Faced with over 100M open source projects most empirical investigations select a subset. Most research papers in leading venues investigated filtering projects by some measure of popularity with explicit or implicit arguments that unpopular projects are not of interest, may not even represent "real" software projects, or that less popular projects are not worthy of study. However, such filtering may have enormous effects on the results of the studies if and precisely because the sought-out response or prediction is in any way related to the filtering criteria. We exemplify the impact of this practice on research outcomes: how filtering of projects listed on GitHub affects the assessment of their popularity. We randomly sample over 100,000 repositories and use multiple regression to model the number of stars (a proxy for popularity) based on the number of commits, the duration of the project, the number of authors, and the number of core developers. Comparing control with the entire dataset with a filtered model projects having ten or more authors we find that while certain characteristics of the repository consistently predict popularity, the filtering process significantly alters the relation ships between these characteristics and the response. The number of commits exhibited a positive correlation with popularity in the control sample but showed a negative correlation in the filtered sample. These findings highlight the potential biases introduced by data filtering and emphasize the need for careful sample selection in empirical research of mining software repositories. We recommend that empirical work should either analyze complete datasets such as World of Code, or employ stratified random sampling from a complete dataset to ensure that filtering is not biasing the results.

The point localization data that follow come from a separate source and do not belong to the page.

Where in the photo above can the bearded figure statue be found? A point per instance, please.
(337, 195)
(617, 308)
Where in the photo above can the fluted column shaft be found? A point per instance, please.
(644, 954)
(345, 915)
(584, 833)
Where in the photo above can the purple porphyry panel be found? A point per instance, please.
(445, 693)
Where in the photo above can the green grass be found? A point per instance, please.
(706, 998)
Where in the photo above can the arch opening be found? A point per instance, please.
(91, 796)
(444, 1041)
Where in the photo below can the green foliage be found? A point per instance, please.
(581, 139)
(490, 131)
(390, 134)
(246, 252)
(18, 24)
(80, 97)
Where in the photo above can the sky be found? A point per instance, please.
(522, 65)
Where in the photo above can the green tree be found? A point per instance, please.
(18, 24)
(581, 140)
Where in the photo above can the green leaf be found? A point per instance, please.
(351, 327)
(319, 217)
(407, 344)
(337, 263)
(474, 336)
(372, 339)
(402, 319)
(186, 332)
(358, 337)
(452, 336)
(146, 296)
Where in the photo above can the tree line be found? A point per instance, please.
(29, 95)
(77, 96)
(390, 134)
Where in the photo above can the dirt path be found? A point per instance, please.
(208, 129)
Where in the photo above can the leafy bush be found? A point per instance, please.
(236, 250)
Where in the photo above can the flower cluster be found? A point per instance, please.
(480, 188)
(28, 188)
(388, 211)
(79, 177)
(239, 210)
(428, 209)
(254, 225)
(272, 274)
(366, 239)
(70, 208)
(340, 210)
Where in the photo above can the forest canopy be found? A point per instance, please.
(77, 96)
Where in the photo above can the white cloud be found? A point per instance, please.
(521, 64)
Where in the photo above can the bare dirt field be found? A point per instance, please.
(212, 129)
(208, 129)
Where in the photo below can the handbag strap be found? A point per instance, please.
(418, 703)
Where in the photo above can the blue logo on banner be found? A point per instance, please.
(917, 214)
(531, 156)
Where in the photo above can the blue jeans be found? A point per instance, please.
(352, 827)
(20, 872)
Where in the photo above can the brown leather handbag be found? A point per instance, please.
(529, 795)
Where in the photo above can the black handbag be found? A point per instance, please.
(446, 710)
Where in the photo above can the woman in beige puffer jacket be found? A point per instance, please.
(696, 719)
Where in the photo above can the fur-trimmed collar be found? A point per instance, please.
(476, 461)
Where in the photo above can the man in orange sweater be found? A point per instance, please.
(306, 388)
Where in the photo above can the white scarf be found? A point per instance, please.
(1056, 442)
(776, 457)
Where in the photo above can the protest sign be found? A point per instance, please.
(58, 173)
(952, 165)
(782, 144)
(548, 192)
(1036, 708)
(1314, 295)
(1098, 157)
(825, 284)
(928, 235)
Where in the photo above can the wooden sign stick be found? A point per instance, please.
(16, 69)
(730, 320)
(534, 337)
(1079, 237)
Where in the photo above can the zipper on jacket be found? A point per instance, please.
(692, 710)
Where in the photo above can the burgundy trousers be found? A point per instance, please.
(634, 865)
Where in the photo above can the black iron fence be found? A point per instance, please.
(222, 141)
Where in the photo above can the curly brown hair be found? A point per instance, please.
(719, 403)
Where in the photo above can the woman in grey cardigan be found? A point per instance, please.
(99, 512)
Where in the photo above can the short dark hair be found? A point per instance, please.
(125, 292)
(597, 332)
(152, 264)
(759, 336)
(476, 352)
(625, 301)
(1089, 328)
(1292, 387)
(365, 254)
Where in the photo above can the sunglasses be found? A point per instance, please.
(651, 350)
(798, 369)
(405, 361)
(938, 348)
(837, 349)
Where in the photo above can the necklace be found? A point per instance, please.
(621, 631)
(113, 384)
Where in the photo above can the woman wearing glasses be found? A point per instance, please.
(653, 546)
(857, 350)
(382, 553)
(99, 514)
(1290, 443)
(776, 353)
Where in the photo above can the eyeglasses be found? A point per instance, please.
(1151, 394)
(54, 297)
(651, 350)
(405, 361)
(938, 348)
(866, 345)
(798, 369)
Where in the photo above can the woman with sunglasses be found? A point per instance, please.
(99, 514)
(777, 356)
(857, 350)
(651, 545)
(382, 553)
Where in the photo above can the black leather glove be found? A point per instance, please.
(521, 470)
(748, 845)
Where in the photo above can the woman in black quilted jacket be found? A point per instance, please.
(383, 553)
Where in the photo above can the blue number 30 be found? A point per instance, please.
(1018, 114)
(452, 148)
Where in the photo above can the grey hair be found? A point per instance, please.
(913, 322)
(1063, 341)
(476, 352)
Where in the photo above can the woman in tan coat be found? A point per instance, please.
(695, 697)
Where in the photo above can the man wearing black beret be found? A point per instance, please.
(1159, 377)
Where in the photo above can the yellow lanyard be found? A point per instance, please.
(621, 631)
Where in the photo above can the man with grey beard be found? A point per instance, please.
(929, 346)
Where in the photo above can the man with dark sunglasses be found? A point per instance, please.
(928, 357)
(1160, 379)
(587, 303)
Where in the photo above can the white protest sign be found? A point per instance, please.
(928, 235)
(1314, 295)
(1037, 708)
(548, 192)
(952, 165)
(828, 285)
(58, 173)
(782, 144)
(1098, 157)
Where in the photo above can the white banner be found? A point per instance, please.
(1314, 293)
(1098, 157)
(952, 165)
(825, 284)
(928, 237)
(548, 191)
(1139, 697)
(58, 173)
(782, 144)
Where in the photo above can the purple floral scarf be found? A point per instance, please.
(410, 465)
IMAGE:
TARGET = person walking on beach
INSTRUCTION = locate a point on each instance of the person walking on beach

翻译：面对超过1亿个开源项目，大多数实证研究仅选取子集进行分析。在顶级期刊发表的研究论文中，许多基于某种流行度指标对项目进行过滤，其明示或暗含的论据是：不流行项目缺乏研究价值，甚至可能不构成"真正"的软件项目，或低流行度项目不值得研究。然而，当研究的目标响应或预测结果与过滤标准存在关联时，这种过滤方法可能对研究结论产生重大影响。本文通过实证案例说明该实践对研究结果的影响：如何基于GitHub项目列表的过滤方式影响其流行度评估。我们随机抽样超过10万个存储库，采用多元回归模型，以提交次数、项目持续时间、贡献者人数及核心开发者数量为变量，预测星标数（流行度代理指标）。通过对比完整数据集与过滤后模型（筛选包含十位及以上贡献者的项目），发现尽管存储库的某些特征能稳定预测流行度，但过滤过程显著改变了这些特征与响应变量之间的关系。在对照组样本中，提交次数与流行度呈正相关，但在过滤样本中却呈现负相关。这些发现揭示了数据过滤可能引入的偏差，强调在软件仓库挖掘实证研究中需谨慎选择样本。我们建议实证研究应分析完整数据集（如World of Code），或采用分层随机抽样方法，以确保过滤不会导致结果偏差。